Transgenic flies that each carry a full-length drICE
transgene (GMR-fl-drICE) or the truncated version of
drICE encoding a protein with its N-terminal 28 amino acids
removed (GMR-N-drICE) were also generated. Flies carrying
either one or two copies of the GMR-fl-drICE or
GMR-N-drICE transgene had no detectable abnormalities (Fig. 6A, B, D, and E). We generated 14 GMR-fl-drICE lines and 5 GMR-N-drICE lines,
but none of them showed any eye phenotype. Flies carrying a different
drICE transgene encoding a protein with its N-terminal 80 amino acids truncated, as described by Fraser and Evan (7)
did not show any eye phenotype either (data not shown). One explanation
for these observations is that drICE cannot cleave the drICE protein
itself. If so, both the truncated and full-length drICE proteins would
remain inactive upon overexpression in the eye. Since we have found
that active DCP-1 can cleave full-length DCP-1 and drICE in vitro (Fig.

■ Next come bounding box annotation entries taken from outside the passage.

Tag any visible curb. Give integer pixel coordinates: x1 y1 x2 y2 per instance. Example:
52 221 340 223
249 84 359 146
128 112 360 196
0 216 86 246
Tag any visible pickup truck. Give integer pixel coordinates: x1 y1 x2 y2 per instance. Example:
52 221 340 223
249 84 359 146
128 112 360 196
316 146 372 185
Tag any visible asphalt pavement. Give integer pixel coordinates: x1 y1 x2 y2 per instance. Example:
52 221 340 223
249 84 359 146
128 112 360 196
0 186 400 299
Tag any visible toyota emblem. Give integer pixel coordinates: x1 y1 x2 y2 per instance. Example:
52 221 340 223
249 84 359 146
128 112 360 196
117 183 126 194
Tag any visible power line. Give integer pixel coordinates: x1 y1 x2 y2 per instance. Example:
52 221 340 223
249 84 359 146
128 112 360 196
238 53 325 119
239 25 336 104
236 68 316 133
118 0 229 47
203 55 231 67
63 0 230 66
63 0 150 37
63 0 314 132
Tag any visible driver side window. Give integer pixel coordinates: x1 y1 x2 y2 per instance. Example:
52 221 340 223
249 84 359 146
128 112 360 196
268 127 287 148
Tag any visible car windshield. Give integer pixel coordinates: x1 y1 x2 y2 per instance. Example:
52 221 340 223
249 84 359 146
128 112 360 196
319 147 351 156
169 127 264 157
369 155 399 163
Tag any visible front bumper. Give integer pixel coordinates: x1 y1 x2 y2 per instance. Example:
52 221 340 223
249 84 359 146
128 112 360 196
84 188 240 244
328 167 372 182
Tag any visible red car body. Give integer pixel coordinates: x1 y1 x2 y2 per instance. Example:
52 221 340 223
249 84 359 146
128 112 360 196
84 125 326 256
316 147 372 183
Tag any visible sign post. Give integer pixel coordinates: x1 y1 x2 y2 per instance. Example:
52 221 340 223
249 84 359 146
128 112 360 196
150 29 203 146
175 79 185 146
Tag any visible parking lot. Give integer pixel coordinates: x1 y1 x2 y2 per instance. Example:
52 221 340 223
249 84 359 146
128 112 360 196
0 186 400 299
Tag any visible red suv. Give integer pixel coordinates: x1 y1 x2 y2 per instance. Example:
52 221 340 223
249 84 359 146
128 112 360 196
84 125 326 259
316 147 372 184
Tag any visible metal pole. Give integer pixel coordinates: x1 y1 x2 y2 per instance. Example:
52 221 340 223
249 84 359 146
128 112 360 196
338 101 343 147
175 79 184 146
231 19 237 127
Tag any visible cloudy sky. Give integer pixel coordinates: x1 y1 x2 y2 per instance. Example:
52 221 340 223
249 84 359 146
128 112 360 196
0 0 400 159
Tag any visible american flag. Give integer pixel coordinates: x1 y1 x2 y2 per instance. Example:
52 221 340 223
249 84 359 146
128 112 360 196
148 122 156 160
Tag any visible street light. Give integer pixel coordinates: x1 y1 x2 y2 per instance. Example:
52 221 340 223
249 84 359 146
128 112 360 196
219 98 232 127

4), we examined whether GMR-N-dcp-1 would enhance the eye
phenotype of GMR-N-drICE or GMR-fl-drICE flies. As shown in Fig. 6C and F, the truncated form of
dcp-1 did not enhance the eye phenotype of either
GMR-N-drICE or GMR-fl-drICE flies (compare to
Fig. 5A). One copy of GMR-fl-dcp-1 had essentially no effect
on eye morphology (Fig. 6G), but two copies of the same transgene
produced a weak but significant eye defect (Fig. 6H). The coexpression
of GMR-N-dcp-1 and GMR-fl-dcp-1 in flies did not significantly enhance the eye phenotype either (Fig. 6I; compare to
Fig. 5B). These data indicate that results obtained from caspase cleavage in vitro cannot be simply extrapolated to the situation in
vivo. It is possible that both caspases do not have full access to each
other because of, for example, different subcellular localizations. Also, the protein concentrations in vitro may be much higher than those
in vivo, and this situation may be further complicated due to the
presence of specific inhibitors in vivo. In any event, the results from
our genetic interaction studies illustrate the limitations of in vitro
experiments to establish a cascade of caspase function during
apoptosis.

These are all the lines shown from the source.